Démarré en 93, le projet avait abouti en 97 avec la publication du premier volume
de la collection :Pas de ville sans visages. Vincent Perrottet,
graphiste, et Agnès Chavanon, conteuse, prennent pendant deux ans la suite de
cette aventure. Et un nouveau livre : Dites voir ! est publié
dans la collection Pas de ville dans visages. Une nouvelle résidence est envisagée pour
l’année 2000. La bibliothèque sort de ses murs, elle veut aller à la rencontre
des associations qui travaillent sur la ville. Joël Moris et Patricia Lambre se
proposent de créer un espace de paroles, de rencontres, d’informations entre ces
associations et leurs usagers. Poinfor, Initiales, le Club 1000 jeunes, la Maison
d’Arrêt souhaitent accueillir un écrivain, travailler avec lui. Céline Aubertin,
emploi-jeune à la médiathèque accompagne le projet. Ce sera Pas de
quartier ! Tout naturellement, cette nouvelle résidence m’est
proposée. J’accepte, sans bien savoir à quoi je m’engage. « Si
j’avais su ! », avait écrit G. emprisonné à 20 ans comme « les boss »
de son quartier, ceux auxquels il voulait ressembler quand il avait douze ans.
L’expression, si elle avait été dite, serait restée «expressive». D’être écrite,
elle interrogeait : Que savait-il donc de plus ? C’était en octobre
dernier, à la Maison d’Arrêt de Chaumont. Il faisait beau, de beaux jours d’automne.
On voyait le bleu du ciel par les soupiraux des deux cellules réunies ensemble
pour la classe. Deux soupiraux avec des barreaux, et de grandes tables bleues
comme le ciel de ces jours-là. Savoir peut-il permettre d’échapper à l’enfermement ?

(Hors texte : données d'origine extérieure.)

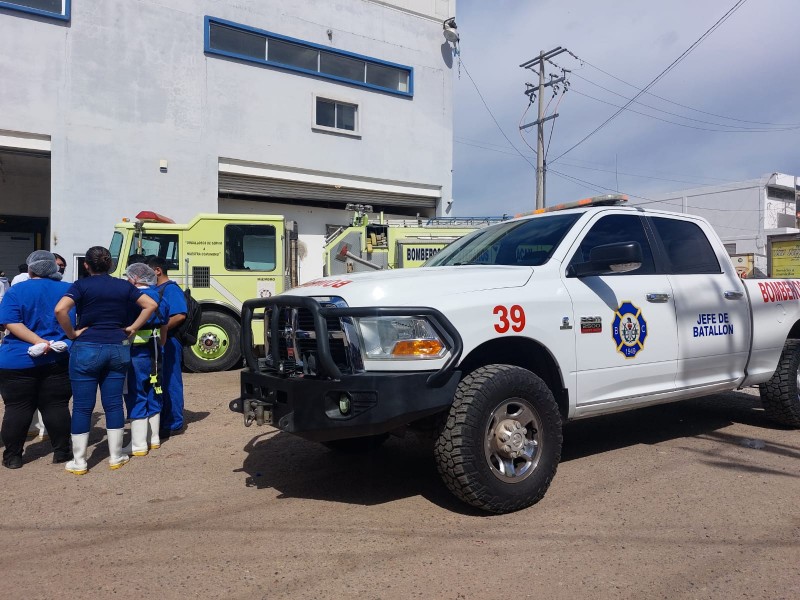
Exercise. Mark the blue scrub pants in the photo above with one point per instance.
(97, 365)
(172, 409)
(142, 401)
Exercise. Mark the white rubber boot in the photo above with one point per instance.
(138, 445)
(154, 423)
(116, 458)
(78, 464)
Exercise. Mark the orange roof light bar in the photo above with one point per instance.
(148, 216)
(605, 200)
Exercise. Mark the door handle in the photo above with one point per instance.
(654, 297)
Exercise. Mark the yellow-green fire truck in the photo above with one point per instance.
(224, 259)
(392, 244)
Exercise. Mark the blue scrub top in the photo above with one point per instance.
(32, 303)
(104, 306)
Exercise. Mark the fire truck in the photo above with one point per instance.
(392, 243)
(226, 259)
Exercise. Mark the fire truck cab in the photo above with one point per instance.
(224, 259)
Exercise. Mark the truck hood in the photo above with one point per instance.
(403, 287)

Savoir quoi ? Ensemble nous nous interrogeions écrivain, enseignant, détenus. L’hiver
est passé. Début mars, je suis retournée à la Maison d’Arrêt. Je n’ai pas
revu G. Il a été libéré. E. aussi, mais d’autres sont toujours là-bas. De nouveaux
détenus sont entrés, certains ont été transférés. C’est la vie de la prison. A
Chaumont comme ailleurs. Désormais, je retournerai les voir tous les mois,
les écouter, écrire avec eux. M’interroger avec eux. C’est ma vie, la vie d’ « écrivain
en résidence ». C’est là, à la Maison d’Arrêt. que ma résidence commence.
Ce sont eux, les détenus, mes premiers hôtes. Autour de la prison, une ville
peu à peu prend corps. Sans rapport avec mon enfance. La médiathèque des Silos
où «Tout doit disparaître» selon le titre de l’exposition en cours. L’hôtel des
Remparts et le café du Théâtre. La rue en pente où siège Poinfor, juste à côté
de la Tour d’Arse qui abrite derrière ses murs épais et ronds l’association Initiales :
Edris et Anne qui m’ont invitée à Chaumont pour le première fois. Tout près du
cinéma Eden, les murs ensoleillés de safran de la Mission locale, couverts d’affiches
créées par un groupe de jeunes avec Jean – Marc Brétegnier. La librairie Pythagore,
dont je lèche longuement la vitrine. La terrasse du Concorde, la silhouette de
la basilique dans une rue qui descend, et celle du clocher de l’Hôtel de ville.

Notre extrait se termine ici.